The Herald (Harare)
Published by the government of Zimbabwe

Zimbabwe: Zim's Declaration On Aids Drugs Praised

Herald Reporter

31 May 2002


ZIMBABWE this week received a round of applause for becoming the first country to declare a national HIV/Aids emergency, giving it the right to ignore drugs patents.

Geneva-based international relief agency Medecins Sans Frontieres commended Zimbabwe for the Aids drugs emergency declaration, saying the move would slash the cost of anti-Aids drugs in the country, where some 2 500 people die every week from Aids.

"The procedure Zimbabwe has chosen allows swift action. This is the model other countries should follow," MSF said.

The agency said the move should slash the annual cost of treatment with a cocktail of anti-Aids drugs to just over US$400 from around the US$1,168 which international pharmaceuticals companies charge in Zimbabwe.

"Although prices are just one barrier to overcome, this measure will allow available resources to treat more than twice as many patients," MSF pharmacist co-ordinator Carmen Perez Casas told Reuters.

The Government on Monday declared a six-month emergency on Monday during which all legal restrictions on access to generic drugs, essentially cheaper versions of patented drugs, would be lifted.

The Minister of Justice, Legal and Parliamentary Affairs, Cde Patrick Chinamasa, said in a Government gazette that the move allowed the Government and "other authorised people" to import any generic drug used in the treatment of Aids or HIV/Aids-related conditions.

A co-ordinator of MSF's campaign for essential medicines, Ellen 't Hoen, said that she hoped other developing countries would adopt similar policies.

"I hope it (Zimbabwe) will be just the first of many," she said.
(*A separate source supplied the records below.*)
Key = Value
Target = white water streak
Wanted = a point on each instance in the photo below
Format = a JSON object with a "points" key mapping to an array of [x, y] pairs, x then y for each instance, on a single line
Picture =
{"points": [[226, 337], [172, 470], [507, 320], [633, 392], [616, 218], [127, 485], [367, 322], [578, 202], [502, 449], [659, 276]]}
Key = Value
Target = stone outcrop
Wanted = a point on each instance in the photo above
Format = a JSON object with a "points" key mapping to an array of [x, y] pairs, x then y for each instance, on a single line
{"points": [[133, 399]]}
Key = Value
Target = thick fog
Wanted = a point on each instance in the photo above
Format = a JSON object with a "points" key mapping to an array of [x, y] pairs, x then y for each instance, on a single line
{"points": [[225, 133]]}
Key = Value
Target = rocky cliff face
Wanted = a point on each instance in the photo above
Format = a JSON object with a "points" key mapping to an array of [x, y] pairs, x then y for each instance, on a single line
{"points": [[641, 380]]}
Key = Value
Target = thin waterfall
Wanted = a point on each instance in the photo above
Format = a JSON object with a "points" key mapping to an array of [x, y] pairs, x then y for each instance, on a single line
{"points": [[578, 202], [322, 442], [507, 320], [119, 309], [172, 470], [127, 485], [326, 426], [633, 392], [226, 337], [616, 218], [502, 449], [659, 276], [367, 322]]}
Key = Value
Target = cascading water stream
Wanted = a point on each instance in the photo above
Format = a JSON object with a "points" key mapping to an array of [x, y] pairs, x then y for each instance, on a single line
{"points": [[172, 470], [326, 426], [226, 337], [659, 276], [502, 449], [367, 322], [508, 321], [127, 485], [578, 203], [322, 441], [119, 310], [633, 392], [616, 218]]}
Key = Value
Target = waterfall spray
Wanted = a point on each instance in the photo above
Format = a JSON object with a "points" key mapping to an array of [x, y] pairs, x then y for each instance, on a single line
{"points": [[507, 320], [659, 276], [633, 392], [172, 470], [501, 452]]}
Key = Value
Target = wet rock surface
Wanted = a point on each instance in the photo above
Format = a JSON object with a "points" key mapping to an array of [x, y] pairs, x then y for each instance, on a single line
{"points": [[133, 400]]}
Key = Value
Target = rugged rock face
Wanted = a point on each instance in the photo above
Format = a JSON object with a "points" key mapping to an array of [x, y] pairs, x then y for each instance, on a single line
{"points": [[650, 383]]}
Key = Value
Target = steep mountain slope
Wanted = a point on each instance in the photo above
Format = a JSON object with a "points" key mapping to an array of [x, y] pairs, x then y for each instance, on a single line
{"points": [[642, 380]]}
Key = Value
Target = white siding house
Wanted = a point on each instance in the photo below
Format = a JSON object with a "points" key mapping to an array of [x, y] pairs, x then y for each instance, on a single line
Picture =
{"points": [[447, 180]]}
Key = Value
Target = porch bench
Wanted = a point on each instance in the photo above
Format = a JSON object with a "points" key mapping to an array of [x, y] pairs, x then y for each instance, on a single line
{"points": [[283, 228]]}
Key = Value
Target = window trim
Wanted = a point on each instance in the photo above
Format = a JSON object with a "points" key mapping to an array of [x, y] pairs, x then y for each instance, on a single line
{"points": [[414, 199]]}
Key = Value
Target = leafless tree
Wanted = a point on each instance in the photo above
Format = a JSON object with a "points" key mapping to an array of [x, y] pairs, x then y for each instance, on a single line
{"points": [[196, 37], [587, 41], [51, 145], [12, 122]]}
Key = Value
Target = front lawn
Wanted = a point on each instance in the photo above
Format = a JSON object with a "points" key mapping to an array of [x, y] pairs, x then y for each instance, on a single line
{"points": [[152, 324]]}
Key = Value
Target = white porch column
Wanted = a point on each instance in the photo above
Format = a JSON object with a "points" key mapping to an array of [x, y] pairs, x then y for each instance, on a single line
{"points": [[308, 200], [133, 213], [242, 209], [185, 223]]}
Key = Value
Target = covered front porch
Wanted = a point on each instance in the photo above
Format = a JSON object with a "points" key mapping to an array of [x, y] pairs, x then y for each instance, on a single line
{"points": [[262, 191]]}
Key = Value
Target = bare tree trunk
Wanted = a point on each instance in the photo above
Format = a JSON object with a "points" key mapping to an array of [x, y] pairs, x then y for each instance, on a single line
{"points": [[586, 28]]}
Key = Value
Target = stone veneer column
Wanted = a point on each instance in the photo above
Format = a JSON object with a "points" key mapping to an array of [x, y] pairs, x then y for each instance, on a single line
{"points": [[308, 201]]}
Zimbabwe is the first country to take advantage of an agreement late last year in the World Trade Organisation (WTO), the world trade's watchdog, that spelt out the right of states to act when they felt public health was at risk.

Until the so-called Doha agreement, named after the Qatar capital where it was signed, WTO rules on when patents could be overruled were unclear and Third World counties were under heavy pressure from international drugs companies and rich states to respect these patent laws.